3) We are still in a post-pandemic transition phase for respiratory viruses

Infectious disease experts knew this year might be an outlier. Covid-19 has been the biggest disruption to the normal cycle of disease in a century, and we know from prior experience that major pandemics can be followed by a year or two of chaotic viral behavior before settling into a more normal pattern. It happened with both the 1918 flu and the 2009 H1N1 pandemic.

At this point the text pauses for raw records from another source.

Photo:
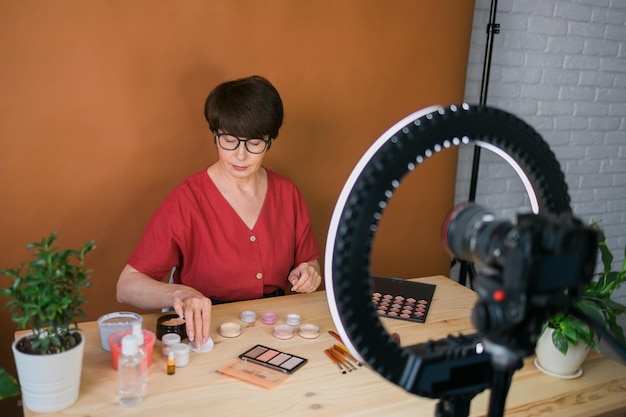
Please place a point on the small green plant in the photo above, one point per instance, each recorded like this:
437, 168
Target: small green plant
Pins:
8, 385
596, 303
46, 296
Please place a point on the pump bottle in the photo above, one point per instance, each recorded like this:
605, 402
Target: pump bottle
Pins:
137, 331
130, 379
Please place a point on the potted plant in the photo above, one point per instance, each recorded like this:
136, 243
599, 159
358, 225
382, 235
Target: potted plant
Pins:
45, 296
566, 340
8, 385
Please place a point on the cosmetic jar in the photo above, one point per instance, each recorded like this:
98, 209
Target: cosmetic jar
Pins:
171, 323
293, 319
181, 354
207, 347
283, 331
167, 341
248, 316
115, 322
268, 318
309, 331
230, 329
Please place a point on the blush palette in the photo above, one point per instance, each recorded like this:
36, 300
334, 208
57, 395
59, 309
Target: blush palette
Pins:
273, 359
401, 299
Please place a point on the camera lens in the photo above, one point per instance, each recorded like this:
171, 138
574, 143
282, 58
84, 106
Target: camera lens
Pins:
473, 234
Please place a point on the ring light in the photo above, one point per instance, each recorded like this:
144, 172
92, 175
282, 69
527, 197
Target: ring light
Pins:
372, 183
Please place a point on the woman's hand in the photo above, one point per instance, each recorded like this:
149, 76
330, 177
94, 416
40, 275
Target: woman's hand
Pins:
305, 277
141, 291
196, 309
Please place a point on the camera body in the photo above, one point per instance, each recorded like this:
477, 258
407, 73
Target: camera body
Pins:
526, 273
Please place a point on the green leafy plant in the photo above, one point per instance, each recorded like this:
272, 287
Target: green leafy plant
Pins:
46, 296
8, 385
596, 303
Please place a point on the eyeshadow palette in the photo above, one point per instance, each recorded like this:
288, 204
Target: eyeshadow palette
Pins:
401, 299
273, 359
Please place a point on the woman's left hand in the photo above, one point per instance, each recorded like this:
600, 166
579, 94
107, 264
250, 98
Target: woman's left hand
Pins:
305, 277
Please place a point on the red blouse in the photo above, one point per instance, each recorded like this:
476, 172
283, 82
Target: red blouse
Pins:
196, 230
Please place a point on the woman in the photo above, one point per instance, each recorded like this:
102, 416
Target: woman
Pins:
235, 231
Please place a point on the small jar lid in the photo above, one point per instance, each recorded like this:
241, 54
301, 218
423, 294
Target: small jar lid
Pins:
293, 319
283, 331
309, 331
170, 339
230, 329
268, 318
207, 347
248, 316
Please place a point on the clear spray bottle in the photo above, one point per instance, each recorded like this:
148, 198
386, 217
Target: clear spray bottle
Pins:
138, 333
130, 379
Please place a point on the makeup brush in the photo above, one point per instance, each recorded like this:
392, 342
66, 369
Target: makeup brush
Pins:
346, 353
334, 360
344, 359
341, 359
335, 335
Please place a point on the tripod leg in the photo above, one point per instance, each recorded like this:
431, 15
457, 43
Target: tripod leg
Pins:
456, 406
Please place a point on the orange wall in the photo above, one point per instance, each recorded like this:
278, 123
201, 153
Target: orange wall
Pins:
101, 112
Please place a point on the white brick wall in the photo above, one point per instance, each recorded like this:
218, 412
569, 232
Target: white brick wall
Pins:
560, 65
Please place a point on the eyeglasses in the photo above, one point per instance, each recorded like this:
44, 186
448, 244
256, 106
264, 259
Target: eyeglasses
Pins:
229, 142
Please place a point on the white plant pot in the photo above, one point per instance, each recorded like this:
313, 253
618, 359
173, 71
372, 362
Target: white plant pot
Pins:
49, 383
554, 363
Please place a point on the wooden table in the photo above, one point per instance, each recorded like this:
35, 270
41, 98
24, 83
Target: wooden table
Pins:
318, 389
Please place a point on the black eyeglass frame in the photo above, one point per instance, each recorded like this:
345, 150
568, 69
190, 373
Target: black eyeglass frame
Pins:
217, 135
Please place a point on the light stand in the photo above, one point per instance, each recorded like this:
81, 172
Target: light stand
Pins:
466, 269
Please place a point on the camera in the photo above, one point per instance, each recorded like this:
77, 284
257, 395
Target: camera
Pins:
526, 272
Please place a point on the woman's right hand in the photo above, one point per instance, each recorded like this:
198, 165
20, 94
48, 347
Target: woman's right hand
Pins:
141, 291
196, 309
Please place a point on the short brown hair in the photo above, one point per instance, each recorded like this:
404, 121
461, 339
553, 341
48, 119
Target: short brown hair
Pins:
248, 107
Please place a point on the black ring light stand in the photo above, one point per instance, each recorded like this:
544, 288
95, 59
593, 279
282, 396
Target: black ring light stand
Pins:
453, 369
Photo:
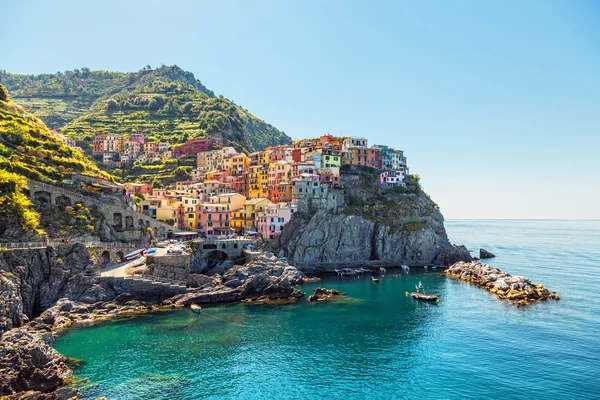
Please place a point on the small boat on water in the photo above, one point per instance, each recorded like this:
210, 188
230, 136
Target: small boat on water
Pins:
196, 308
423, 296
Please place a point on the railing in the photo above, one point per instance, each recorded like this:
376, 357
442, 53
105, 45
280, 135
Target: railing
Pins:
25, 245
43, 245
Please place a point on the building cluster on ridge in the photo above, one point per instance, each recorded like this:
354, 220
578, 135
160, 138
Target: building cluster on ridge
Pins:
232, 192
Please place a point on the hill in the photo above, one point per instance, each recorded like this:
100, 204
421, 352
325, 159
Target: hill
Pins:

For RSV and influenza, the past two years have been aberrations; it is reasonable to expect more normal patterns will resume in the future as immunity builds back up. (Still, every cold-and-flu season will be different — variation from season to season is a constant.)

“My guess is that this is entirely temporary and things will settle down into more routine patterns in coming seasons as typical population immunity gets back on track,” said Richard Webby, an infectious disease researcher at St. Jude Children’s Research Hospital.

Covid-19 is trickier to project, given its continuing evolution toward more transmissibility. So far, the protection from prior infection and vaccines seems to be effective for most people, at least in preventing them from ending up in the hospital. But it also continues to pose a threat to the unvaccinated, the elderly, and the immunocompromised — and yearly surges when the conditions are more favorable for viral spread (i.e., the winter) are to be expected.

“I would expect RSV and flu to be more like normal next year,” Bill Hanage, a Harvard University epidemiologist, told me. “Covid, it remains to be seen, but a peak in early January 2024 is almost certain.”

Experts also advised caution, as Covid is a virus we simply do not have the same familiarity with as, say, the flu virus, and it is still reaching some parts of the world (most importantly China) for the first time. Normal life in the United States may be moving on, but the pandemic’s story isn’t over yet.

“Are we past the worst? Probably,” Celentano said. “But I am not a betting man!”